# Chapter 26 A Generalized Linear Model for Bernoulli Response Data

Example: for each $$i = 1, \ldots, n$$, $$y_i \sim \text{Bernoulli}(\pi_i)$$, $$\pi = \frac{\exp(x_i'\beta)}{1 + \exp(x_i'\beta)}$$ and $$y_1, \ldots, y_n$$ are independent. This model is called a logistic regression model.

The function $$g(\pi) = \log(\frac{\pi}{1-\pi})$$ is called logit function. $$\log(\frac{\pi}{1-\pi})$$ is called log(odds).

Note that $$g(\pi) = x_i'\beta$$. In GLM terminology, the logit is called the link function. However, for GLMs, it is not necessary that the mean of $$y_i$$ be a linear function of $$\beta$$. Here are some other link functions for logistic regression:

• probit: $$\Phi^{-1}(\pi) = x'\beta$$
• complementary log-log (cloglog in R): $$\log(-\log(1-\pi)) = x'\beta$$

For GLMs, Fisher’s Scoring Method is typically used to obtain an MLE for $$\beta$$, denote as $$\hat\beta$$. Fisher’s Scoring Method is a variation of the Newton-Raphson algorithm in which the Hessianm atrix (matrix of second partial derivatives) is replaced by its expected value (-Fisher Information matrix).

For sufficiently large samples, $$\hat\beta$$ is approximately normal with mean $$\beta$$ and a variance-covariance matrix that can be approximated by the estimated inverse of the Fisher information matrix, i.e. $$\hat\beta \sim N(\beta, I^{-1}(\beta))$$.

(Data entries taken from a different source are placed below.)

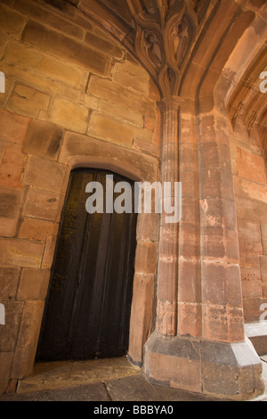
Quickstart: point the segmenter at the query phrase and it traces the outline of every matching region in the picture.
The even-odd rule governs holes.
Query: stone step
[[[245,324],[245,333],[251,341],[259,357],[266,356],[267,321]]]

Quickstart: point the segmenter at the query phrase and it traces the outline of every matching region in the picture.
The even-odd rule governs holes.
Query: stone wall
[[[267,302],[267,171],[259,134],[239,118],[230,136],[245,322],[258,322]]]
[[[33,366],[71,168],[157,180],[160,116],[147,72],[75,6],[4,0],[0,28],[3,392]],[[136,362],[151,325],[158,230],[158,215],[139,217],[130,336]]]

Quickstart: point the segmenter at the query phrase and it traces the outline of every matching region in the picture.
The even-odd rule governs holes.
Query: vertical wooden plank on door
[[[45,301],[36,361],[89,359],[127,351],[136,215],[88,214],[85,186],[101,170],[71,173]],[[122,177],[116,174],[114,184]]]

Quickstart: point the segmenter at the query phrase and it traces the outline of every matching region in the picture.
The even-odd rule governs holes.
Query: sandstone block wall
[[[231,136],[245,322],[258,322],[267,302],[267,170],[264,138],[241,118]]]
[[[0,70],[3,392],[31,372],[70,169],[93,165],[157,180],[160,117],[147,72],[70,4],[61,12],[43,0],[2,1]],[[141,321],[142,305],[146,324],[131,347],[140,360],[151,325],[157,223],[139,219],[134,288],[143,300],[134,306]]]

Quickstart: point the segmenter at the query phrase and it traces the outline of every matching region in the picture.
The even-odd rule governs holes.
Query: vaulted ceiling
[[[162,97],[205,97],[211,108],[214,86],[239,40],[264,7],[267,16],[265,0],[46,1],[68,1],[105,28],[146,68]],[[265,43],[228,102],[233,125],[240,112],[248,130],[267,125],[258,86],[266,62]]]

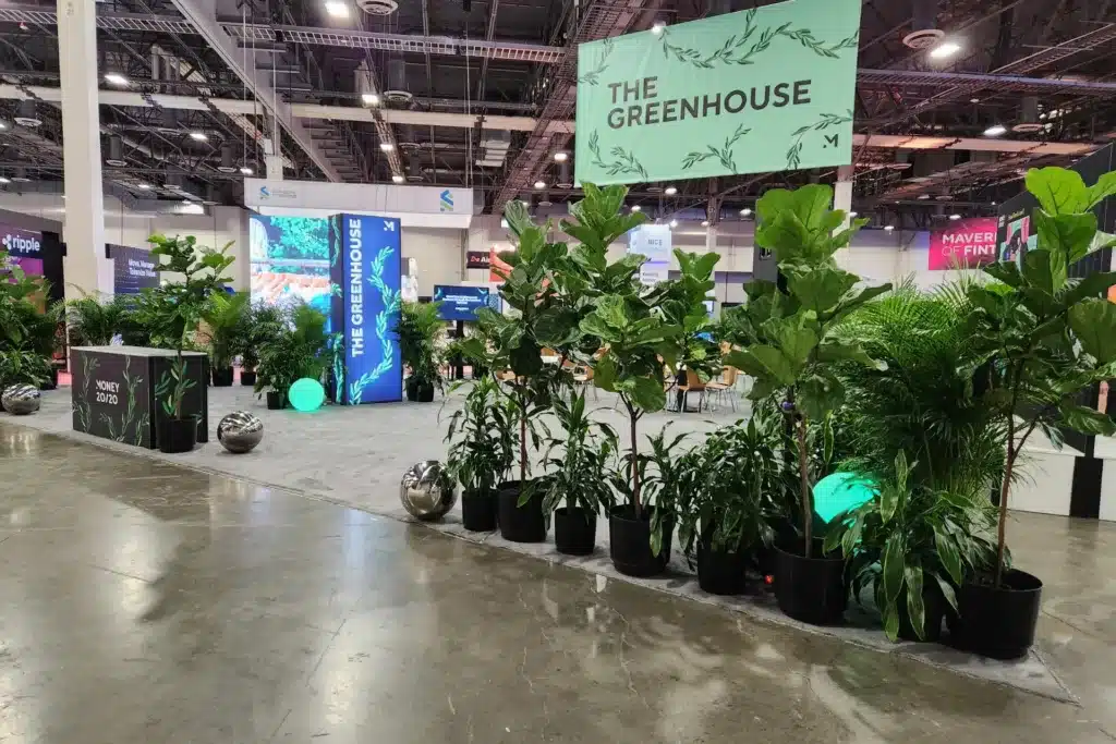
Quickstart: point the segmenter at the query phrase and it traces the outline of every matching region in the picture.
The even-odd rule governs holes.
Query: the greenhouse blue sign
[[[334,218],[330,242],[337,402],[400,400],[403,364],[393,332],[400,312],[400,221],[357,214]]]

The Odds ratio: $$\frac{\tilde{\pi}}{1-\tilde{\pi}}/\frac{\pi}{1-\pi} = \exp(\beta_j)$$. This can be explained as: A one unit increase in the jth explanatory variable (with all other explanatory variables held constant) is associated with a multiplicative change in the odds of success by the factor $$\exp(\beta_j)$$.

If $$(L_j, U_j)$$ is a $$100(1-\alpha)\%$$ confidence interval for $$\beta_j$$. then $$(\exp(L_j), \exp(U_j))$$ is a $$100(1-\alpha)\%$$ confidence interval for $$\exp(\beta_j)$$. Also, a $$100(1-\alpha)\%$$ CI for $$\pi$$ is $$\left(\frac{1}{1+\exp(-L_j)},\frac{1}{1+\exp(-U_j)}\right)$$.